Robertson Gymnasium 1000A
Based on her forthcoming book of the same title, this talk makes a case for “attachment” as a key word for the humanities. The word directs our attention to what carries weight: it has both affective and ethical force. Drawing on a range of examples, Felski discusses two important aesthetic ties: identification and attunement. Finally, she clarifies how the language of attachment is relevant to pedagogy and interpreting in the classroom.
To prepare for the lecture and discussion, participants are invited to read the second chapter of Hooked: Art and Attachment, “Art and Attunement.”

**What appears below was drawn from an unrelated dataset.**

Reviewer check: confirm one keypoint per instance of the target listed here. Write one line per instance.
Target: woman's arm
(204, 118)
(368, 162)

William R. Kenan Jr. Professor of English at the University of Virginia, Rita Felski is author The Limits of Critique (University of Chicago Press, 2015), on the role of suspicion in literary criticism, which was widely reviewed and the subject of forums in PMLA, Religion and Literature, and the American Book Review. She has recently completed Hooked: Art and Attachment, which will be published in fall 2020 by The University of Chicago Press, and she is starting a new book on the contemporary Frankfurt School and its relevance for literary studies. Felski has longstanding interests in feminist theory, modernity and postmodernity, genre (especially tragedy), comparative literature, and cultural studies. In 2016 she was awared a Niels Bohr Professorship by the Danish National Research Foundation to lead a large research project on “Uses of Literature: the Social Dimensions of Literature.”
This event is co-sponsored by UCSB’s Comparative Literature Program, Department of English, and Graduate Center for Literary Research.